"La misión de ustedes es ayudar a garantizar que se prevenga el abuso. Sin embargo, la prevención nunca es solamente un conjunto de protocolos o procedimientos (...) Por lo tanto, exige un proceso de conversión en el que los sufrimientos de los demás sean escuchados y nos muevan a actuar", indicó el papa.
Y agregó que en este sentido, "las experiencias de las víctimas y de los sobrevivientes son puntos de referencia esenciales. Aunque ciertamente son dolorosas y difíciles de escuchar, estas experiencias sacan poderosamente a la luz la verdad y nos enseñan humildad mientras nos esforzamos por ayudar a las víctimas y a los sobrevivientes".

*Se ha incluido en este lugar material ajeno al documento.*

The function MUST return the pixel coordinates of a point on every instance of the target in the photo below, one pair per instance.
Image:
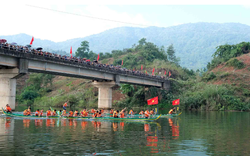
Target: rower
(122, 115)
(152, 112)
(54, 113)
(95, 114)
(64, 113)
(100, 113)
(71, 113)
(76, 113)
(83, 113)
(111, 112)
(37, 112)
(141, 112)
(131, 112)
(48, 113)
(41, 112)
(59, 113)
(147, 114)
(8, 109)
(65, 105)
(25, 112)
(171, 111)
(115, 114)
(92, 111)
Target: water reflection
(192, 134)
(174, 128)
(26, 123)
(7, 122)
(38, 122)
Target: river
(191, 133)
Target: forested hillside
(194, 43)
(224, 85)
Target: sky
(59, 20)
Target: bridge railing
(26, 52)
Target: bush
(235, 63)
(209, 76)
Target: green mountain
(194, 43)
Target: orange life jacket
(48, 113)
(147, 113)
(70, 113)
(122, 115)
(25, 112)
(8, 108)
(131, 112)
(115, 114)
(28, 113)
(95, 115)
(37, 113)
(54, 113)
(41, 113)
(76, 113)
(141, 113)
(64, 113)
(171, 111)
(111, 111)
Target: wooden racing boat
(97, 118)
(161, 116)
(137, 118)
(25, 116)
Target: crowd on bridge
(82, 61)
(84, 113)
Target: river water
(191, 133)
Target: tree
(83, 50)
(171, 55)
(142, 41)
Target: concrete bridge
(14, 64)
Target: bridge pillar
(104, 94)
(8, 87)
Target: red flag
(32, 40)
(71, 51)
(98, 57)
(176, 102)
(153, 101)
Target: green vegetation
(235, 63)
(195, 89)
(226, 52)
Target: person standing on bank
(65, 105)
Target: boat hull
(97, 118)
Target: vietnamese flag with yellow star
(176, 102)
(153, 101)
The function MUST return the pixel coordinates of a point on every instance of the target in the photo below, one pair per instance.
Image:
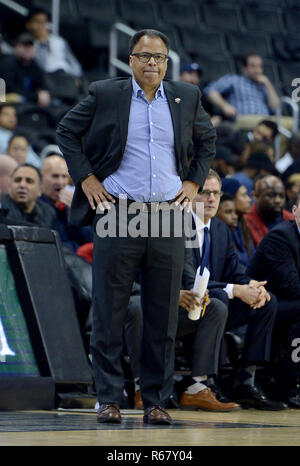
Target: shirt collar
(137, 90)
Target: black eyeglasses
(145, 57)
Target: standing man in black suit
(138, 133)
(278, 259)
(247, 300)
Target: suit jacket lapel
(214, 251)
(124, 110)
(175, 109)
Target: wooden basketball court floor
(190, 428)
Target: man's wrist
(85, 177)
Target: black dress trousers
(158, 258)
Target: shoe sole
(261, 408)
(197, 408)
(109, 421)
(157, 423)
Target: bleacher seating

Valoró el informe anual que presenta este organismo que instituyó Francisco e indicó la necesidad de no caer en "la improvisación y la superficialidad a la hora de abordar la prevención del abuso".
También pidió seguir estudiando "el concepto de vulnerabilidad en relación con el abuso y la prevención del abuso de menores facilitado por la tecnología en el espacio digital" porque "ayudan a la Iglesia a afrontar con valentía los retos de la protección y a responder con claridad pastoral y renovación estructural".
Y aseguró que los esfuerzos de esta comisión "no es simplemente el establecimiento de un proceso formal, sino un signo de comunión y responsabilidad compartida".